Beware when giving advice. That is the lesson Arthur DeKruyter learned after completing a preaching tour in the Soviet Union in 1986. DeKruyter, the founding pastor of the megasized Christ Church Oak Brook (Ill.), visited churches at the invitation of the All-Union Council of Evangelical Christian- Baptist Churches. Meeting Russian clergy caused the Chicago-area cleric to tell Union officials that their leaders needed better theological training. "So help us build a seminary," they responded.

And so he did. On June 20, the new 35,000-square-foot building for the Saint Petersburg Theological Academy, the only graduate-level Protestant seminary in Russia, was dedicated. In operation since 1990, shuffling between church basements and rented classrooms, the school has issued more than 300 degrees, ranging from associate's to a premaster's certificate, the latter accredited by Fuller Theological Seminary in Pasadena, which allows students to receive an M.A. with only one year of additional study in the United States. Within the next few years, the school hopes to bestow an M.A. without students having to leave Russian soil. Fuller provides four faculty members a year, each undertaking a two-week stint of six-hour lectures, six days a week.

NEAR-DEATH VISION: The idea for the academy arose from a dramatic event in the life of Sergei Nikolaev, an evangelical minister from Saint Petersburg. Nikolaev suffered multiple fractures in a car accident in Norway in 1988. While near death, he says he was visited by the Lord, who told him to follow a three-pronged strategy for his ministry in Saint Petersburg: not only was he to build a church (the Temple of the Gospel Church, which quickly grew to 2,000 members), but also a mission (New Life Mission, the evangelistic and social ministry arm of the church) and a seminary.

Nikolaev did not just want a Bible college, either, even though he recognized that as the most immediate need. Few pastors have undergraduate degrees because Christians were hindered from attending college during the Soviet era. But Nikolaev, now 49, looked to the future: "I think it's very important to have a school like this not only to prepare ministers but also to prepare theologians who can start the cross-religious, cross-denominational, and cultural dialogue which is so crucial today in Russia."

As it turned out, Nikolaev's educational vision matched what DeKruyter wanted to pursue. After some false starts in Moscow, where leaders insisted on correspondence schools or a Bible college format, DeKruyter matched up with Nikolaev, who shared his vision of building a "Fuller seminary for Russia."

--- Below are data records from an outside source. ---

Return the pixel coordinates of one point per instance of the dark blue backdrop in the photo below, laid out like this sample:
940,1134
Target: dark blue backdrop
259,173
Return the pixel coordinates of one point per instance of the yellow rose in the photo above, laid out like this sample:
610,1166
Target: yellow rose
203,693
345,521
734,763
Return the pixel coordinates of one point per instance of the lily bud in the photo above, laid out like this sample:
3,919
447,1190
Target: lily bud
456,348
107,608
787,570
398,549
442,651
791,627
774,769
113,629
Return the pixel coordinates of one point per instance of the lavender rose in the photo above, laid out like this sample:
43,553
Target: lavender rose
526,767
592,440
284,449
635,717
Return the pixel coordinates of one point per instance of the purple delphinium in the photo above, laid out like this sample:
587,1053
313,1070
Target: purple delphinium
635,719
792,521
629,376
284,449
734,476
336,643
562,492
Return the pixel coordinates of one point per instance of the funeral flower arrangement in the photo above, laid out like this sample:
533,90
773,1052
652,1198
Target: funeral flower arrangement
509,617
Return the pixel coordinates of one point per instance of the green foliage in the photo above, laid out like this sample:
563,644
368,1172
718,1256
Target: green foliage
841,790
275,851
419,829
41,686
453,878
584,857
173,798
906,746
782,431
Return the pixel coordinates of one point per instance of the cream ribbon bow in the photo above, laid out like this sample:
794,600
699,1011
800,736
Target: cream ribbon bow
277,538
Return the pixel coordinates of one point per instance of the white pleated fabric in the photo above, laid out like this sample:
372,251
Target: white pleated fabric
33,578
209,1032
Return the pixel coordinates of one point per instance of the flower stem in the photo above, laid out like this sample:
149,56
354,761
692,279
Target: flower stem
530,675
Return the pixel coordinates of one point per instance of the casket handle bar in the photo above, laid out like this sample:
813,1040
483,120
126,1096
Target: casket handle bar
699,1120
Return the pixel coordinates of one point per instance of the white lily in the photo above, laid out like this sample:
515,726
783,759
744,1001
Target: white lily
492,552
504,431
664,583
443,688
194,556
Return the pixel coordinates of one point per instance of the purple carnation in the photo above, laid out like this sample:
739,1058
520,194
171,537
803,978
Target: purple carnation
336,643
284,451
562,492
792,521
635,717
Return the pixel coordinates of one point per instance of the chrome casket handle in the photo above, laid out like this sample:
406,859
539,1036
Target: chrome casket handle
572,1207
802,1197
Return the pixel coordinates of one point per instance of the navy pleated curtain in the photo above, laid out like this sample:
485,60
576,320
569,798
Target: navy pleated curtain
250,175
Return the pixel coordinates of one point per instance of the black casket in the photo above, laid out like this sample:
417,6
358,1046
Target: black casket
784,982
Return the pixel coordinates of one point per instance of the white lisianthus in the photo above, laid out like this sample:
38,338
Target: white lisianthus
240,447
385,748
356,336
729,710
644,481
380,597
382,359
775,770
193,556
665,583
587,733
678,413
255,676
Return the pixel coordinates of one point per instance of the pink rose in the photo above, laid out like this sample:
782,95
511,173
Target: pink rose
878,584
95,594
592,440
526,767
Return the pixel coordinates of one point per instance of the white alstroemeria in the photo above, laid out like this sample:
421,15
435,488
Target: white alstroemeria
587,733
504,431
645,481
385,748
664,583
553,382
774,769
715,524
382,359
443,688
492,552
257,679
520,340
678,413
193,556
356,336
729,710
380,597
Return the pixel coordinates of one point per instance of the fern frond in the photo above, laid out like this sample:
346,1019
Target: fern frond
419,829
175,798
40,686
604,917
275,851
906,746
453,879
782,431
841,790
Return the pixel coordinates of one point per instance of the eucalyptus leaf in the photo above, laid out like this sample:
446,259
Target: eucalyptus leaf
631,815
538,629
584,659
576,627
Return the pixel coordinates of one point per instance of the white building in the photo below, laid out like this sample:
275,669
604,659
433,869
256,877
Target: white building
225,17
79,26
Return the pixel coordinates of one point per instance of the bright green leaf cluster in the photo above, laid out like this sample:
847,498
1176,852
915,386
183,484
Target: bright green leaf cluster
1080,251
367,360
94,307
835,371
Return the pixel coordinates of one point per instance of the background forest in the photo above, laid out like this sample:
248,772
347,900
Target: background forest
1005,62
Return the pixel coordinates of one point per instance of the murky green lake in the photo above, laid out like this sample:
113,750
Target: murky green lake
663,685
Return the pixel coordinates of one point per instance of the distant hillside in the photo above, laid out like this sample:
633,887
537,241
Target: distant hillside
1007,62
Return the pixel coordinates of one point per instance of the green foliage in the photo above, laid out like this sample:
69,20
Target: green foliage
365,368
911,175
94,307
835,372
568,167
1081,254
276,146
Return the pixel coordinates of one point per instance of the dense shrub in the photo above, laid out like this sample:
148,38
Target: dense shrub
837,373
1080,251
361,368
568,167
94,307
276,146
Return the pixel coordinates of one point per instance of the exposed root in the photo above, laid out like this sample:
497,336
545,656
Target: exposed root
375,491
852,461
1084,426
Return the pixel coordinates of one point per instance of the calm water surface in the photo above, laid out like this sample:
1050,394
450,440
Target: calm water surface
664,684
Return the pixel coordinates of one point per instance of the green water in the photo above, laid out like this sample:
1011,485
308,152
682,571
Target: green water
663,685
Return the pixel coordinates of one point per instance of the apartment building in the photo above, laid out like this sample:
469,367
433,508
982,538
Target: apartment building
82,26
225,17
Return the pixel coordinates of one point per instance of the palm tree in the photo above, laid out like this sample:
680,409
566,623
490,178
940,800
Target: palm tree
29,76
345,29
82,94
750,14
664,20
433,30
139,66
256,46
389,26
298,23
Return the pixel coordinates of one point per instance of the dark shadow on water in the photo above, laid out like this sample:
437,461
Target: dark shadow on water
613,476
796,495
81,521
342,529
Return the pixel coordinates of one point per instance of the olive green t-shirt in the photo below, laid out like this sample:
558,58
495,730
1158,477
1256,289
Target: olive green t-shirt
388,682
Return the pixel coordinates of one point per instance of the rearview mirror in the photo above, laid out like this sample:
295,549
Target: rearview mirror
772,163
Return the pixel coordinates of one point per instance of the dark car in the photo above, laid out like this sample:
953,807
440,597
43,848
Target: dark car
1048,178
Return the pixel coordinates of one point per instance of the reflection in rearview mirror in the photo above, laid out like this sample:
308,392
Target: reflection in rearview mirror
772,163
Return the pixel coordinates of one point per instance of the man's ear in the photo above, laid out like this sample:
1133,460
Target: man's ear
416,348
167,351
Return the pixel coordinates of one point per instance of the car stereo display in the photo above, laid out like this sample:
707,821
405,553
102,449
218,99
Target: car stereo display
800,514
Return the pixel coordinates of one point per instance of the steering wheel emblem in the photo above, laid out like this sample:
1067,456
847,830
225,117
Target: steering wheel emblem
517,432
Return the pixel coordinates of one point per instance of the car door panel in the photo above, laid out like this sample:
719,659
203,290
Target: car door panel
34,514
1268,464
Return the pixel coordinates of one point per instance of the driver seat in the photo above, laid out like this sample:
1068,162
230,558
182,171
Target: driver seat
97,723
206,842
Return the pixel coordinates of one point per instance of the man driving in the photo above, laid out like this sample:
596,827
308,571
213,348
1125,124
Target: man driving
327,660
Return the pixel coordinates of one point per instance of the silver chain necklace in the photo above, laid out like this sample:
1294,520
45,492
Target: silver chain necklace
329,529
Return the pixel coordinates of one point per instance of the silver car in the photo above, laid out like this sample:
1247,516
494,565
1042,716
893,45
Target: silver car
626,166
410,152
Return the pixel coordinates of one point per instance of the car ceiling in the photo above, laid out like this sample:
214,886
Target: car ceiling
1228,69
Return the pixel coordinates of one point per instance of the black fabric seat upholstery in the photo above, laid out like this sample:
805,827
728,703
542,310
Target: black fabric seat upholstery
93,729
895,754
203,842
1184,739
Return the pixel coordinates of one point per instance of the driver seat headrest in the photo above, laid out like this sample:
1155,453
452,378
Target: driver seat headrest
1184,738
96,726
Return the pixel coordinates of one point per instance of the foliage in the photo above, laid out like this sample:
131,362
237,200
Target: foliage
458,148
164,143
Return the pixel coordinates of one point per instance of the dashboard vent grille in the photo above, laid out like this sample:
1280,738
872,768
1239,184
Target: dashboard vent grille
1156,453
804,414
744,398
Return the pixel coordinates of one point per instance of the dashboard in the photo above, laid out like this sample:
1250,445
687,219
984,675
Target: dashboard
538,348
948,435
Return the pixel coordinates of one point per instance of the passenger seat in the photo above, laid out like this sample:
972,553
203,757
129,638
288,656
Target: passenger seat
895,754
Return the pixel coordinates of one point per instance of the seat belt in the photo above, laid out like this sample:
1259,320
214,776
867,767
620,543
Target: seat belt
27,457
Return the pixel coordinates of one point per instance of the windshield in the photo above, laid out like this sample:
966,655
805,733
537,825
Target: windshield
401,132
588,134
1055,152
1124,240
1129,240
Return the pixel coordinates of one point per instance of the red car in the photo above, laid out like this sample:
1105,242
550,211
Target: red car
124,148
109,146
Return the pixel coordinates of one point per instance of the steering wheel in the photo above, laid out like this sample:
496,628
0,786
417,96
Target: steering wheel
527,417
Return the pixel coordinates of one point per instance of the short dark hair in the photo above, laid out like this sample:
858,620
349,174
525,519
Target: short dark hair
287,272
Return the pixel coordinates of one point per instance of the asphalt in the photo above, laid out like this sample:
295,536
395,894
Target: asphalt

THE RIGHT MATCH: In many ways DeKruyter, now 72 and retired from pastoral responsibilities, was the perfect man for the job. His Dutch Reformed heritage gave him a passion for theological education; his connection as a board member of Fuller Seminary for the past 27 years provided academic resources from which to draw; and being the pastor of a large church in one of the wealthiest suburban communities in America gave him a donor base.

DeKruyter studied how other American-Russian partnerships had failed and strove to avoid those pitfalls. The academy is fully owned and controlled by Russians. It is financed by a foundation in Oak Brook that DeKruyter set up, which also provides administrative consulting. The budget, salaries, and expectations are defined on a Russian scale versus an American one. As quickly as possible, he and Nicolaev are having Russians be trained for the teaching positions so the school is not dependent on visiting faculty. Four master's graduates now teach at the academy. Their dream is for the academy to be financially independent by 2006.

To his surprise, DeKruyter discovered that Americans are almost useless when teaching on subjects of practical ministry. "We tried bringing pastors and professors over, teaching homiletics and pastoral counseling, but it was not adequate," he says. "Only the Russian Christians know their culture and what works here." Visiting faculty concentrate on core academic subjects, including Bible and systematic theology.

RESULTS OF FREEDOM: More than 200 people, including evangelical leaders from throughout Russia, jammed the chapel for the dedication service. Yet Nikolaev says in the early years he had few friends. Despite a position on the All-Union Council and his distinction as the translator for Billy Graham's two Russian speaking tours, other Protestant leaders opposed Nikolaev's vision for two reasons: many felt the graduate-level program wasted resources and was too ecumenical for a Protestant seminary (the faculty now includes three Russian Orthodox monks as adjunct staff). Since the fall of communism in 1989, the government-enforced unity of Protestants has fallen apart. First the Mennonites left the All-Union Council, then the Pentecostals pulled out, and now there is fighting between Baptists and evangelicals (though it is hard for outsiders to understand exactly what distinguishes these two groups).

Nikolaev hopes to transcend those disputes by providing a seminary open to all strands of Protestants in Russia, which he has done. "We had a Baptist student who didn't think Pentecostals were Christians," Nikolaev says. "Now he asks his two Pentecostal friends from his seminary class to help him preach at his church's revival services." He adds, "Now that we have the building, we have many friends."